I know it might look like they have been neatly pulled up and just outside the field it might look like the peanuts have been pulled off and the vines cast aside. Please don’t think that some human being would do such a thing. Those wild hogs are getting pretty sophisticated. And be thankful that there is no southern delicacy like boiled cotton bolls.

By the way, those few peanuts I have pulled up this year look great!

I serve two churches. One is in Decatur County and the other is in Mitchell County. In the spring of the year, I watch the land being prepared for planting. Most of the time, I know from the preparation what crop is going to be planted and where.
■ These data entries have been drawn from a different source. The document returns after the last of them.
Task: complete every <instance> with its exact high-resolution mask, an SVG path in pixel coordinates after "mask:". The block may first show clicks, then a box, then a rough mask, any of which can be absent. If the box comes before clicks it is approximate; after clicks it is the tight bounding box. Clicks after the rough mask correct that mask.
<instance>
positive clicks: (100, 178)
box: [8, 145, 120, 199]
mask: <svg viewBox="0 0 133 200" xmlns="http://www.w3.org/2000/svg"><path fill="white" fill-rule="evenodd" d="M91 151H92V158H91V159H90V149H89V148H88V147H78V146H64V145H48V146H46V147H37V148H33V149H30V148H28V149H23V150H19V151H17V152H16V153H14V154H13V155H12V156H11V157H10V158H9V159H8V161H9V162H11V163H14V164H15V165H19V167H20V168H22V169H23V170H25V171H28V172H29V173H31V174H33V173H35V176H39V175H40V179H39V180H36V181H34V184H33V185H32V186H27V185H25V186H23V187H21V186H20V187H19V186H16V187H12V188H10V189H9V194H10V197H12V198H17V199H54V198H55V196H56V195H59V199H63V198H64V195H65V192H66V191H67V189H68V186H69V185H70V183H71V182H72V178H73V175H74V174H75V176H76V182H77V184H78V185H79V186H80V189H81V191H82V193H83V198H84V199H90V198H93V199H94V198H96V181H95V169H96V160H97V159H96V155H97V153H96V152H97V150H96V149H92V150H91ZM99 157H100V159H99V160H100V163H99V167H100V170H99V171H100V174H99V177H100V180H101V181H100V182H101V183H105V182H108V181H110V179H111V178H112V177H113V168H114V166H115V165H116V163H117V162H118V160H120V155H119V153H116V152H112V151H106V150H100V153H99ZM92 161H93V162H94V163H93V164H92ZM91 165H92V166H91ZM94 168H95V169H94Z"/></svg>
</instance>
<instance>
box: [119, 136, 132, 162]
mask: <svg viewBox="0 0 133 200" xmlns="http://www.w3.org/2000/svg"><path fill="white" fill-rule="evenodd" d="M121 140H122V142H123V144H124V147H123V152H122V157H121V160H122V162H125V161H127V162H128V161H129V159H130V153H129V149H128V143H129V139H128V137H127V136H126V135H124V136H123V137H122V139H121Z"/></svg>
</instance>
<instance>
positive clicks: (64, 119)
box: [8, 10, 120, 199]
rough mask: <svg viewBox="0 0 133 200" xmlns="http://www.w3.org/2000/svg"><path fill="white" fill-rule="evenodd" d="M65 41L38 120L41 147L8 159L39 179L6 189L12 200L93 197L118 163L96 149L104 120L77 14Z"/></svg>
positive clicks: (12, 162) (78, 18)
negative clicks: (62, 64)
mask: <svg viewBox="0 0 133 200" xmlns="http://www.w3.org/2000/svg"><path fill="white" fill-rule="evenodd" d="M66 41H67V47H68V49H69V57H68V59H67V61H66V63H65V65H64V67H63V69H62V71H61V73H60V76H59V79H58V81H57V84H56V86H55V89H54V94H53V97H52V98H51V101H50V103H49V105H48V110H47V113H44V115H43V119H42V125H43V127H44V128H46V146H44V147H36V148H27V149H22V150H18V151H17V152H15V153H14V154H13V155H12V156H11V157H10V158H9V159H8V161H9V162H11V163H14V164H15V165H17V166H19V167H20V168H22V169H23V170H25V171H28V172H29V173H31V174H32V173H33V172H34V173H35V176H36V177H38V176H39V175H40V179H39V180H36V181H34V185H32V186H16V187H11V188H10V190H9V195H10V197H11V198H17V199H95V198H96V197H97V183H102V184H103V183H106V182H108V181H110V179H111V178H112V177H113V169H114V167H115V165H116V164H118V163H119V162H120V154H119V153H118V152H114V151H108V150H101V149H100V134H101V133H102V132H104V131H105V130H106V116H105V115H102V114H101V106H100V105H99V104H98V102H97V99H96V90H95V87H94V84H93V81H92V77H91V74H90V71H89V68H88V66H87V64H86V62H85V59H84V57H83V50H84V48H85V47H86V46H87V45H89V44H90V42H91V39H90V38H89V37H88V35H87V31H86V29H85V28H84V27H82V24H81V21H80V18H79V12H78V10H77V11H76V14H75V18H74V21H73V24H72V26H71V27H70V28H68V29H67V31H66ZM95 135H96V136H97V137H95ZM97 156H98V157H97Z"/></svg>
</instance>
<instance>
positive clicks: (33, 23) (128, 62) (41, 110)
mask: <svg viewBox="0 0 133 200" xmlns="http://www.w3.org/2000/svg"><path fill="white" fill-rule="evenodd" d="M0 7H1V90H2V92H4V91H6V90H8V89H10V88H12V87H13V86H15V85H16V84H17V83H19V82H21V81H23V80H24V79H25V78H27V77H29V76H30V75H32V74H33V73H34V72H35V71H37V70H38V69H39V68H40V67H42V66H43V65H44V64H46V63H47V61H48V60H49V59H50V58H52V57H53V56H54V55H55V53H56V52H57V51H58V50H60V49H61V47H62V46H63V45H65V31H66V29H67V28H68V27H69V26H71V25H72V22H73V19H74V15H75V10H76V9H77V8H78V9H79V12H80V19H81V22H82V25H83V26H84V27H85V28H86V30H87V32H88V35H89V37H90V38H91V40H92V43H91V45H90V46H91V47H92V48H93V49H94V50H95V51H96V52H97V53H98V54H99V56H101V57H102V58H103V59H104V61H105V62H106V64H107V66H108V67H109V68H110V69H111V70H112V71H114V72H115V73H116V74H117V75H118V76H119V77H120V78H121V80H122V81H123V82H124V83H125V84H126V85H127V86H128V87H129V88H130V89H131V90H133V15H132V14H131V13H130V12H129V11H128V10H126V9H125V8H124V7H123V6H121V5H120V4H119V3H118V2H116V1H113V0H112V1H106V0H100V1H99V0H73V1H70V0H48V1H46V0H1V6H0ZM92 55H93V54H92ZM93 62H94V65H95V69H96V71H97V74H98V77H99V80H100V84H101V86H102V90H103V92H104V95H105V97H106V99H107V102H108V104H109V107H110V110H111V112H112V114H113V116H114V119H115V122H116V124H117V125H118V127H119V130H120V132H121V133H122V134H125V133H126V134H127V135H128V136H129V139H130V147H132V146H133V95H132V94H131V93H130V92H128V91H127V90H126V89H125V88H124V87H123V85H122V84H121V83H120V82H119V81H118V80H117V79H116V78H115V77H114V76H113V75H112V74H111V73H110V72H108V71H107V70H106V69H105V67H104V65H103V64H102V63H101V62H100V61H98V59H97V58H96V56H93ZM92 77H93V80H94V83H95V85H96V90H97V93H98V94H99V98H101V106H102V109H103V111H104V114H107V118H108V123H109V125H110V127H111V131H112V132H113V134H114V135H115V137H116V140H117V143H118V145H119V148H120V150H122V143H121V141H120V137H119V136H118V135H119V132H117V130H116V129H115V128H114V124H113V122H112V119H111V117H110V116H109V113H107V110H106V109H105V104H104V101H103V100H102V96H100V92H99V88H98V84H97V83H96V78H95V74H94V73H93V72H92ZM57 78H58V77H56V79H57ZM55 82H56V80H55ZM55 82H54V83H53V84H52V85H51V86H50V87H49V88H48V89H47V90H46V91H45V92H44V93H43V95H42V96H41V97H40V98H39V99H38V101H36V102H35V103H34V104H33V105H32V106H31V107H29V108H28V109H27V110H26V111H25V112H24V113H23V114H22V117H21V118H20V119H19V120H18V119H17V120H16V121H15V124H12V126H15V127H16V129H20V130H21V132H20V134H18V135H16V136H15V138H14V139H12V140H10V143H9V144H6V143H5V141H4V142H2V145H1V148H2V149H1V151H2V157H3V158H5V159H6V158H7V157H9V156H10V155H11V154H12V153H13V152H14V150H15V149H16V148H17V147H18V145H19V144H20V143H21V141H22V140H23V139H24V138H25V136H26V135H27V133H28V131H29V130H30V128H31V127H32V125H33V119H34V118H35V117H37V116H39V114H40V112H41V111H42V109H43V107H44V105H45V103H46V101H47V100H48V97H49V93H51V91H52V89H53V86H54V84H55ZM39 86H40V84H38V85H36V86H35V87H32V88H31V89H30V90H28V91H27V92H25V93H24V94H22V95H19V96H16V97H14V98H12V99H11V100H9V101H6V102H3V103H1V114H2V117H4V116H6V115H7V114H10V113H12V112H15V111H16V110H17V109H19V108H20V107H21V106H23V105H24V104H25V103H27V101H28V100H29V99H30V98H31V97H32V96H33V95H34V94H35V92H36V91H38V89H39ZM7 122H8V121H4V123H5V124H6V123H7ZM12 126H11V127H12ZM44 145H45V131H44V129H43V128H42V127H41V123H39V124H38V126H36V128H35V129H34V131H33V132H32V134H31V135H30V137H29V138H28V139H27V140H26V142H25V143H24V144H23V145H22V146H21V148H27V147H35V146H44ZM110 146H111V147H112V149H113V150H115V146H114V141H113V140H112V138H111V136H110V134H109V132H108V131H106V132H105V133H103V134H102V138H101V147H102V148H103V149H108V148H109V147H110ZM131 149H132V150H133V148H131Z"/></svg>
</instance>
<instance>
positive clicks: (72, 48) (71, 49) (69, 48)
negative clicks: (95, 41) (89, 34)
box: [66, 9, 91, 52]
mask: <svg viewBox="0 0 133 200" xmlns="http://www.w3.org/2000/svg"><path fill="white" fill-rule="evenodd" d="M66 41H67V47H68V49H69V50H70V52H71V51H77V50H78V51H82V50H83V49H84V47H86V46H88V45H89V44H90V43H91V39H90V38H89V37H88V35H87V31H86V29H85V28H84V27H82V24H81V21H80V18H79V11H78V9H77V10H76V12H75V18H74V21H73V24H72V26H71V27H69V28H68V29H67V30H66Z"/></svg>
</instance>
It’s pleasing to the eye to how straight the rows of corn, peanuts, and cotton are planted.

Daddy did most of the planting and, bless his heart, his rows never looked as straight as those rows planted today. Of course, on that John Deere 4020, there was no computer or GPS system for helping plant straight rows. I think Daddy used the “focus on a tree at the other end of the field” method.

I know you’ve heard of the farmer whose rows were very crooked and he was asked, “Why are your rows so crooked?” The farmer said, “Well, when I started the row I focused on a cow that was on the other side of the fence and I guess the cow didn’t remain in the same place.”

In my ride on the Vada Road and the Branchville Road, I have seen the various crops go from little shoots breaking out of the plowed ground to lapping rows of peanut vines and deep, dark green waist-high fields of cotton blooms and bolls.

It’s about this time of the year that the deep, dark green begins its subtle change of color. The cotton leaves will soon be rusty and the peanut vines will fade. It won’t be long now. The smell of dug peanuts and picked cotton will fill our air. It happens every year, thank God!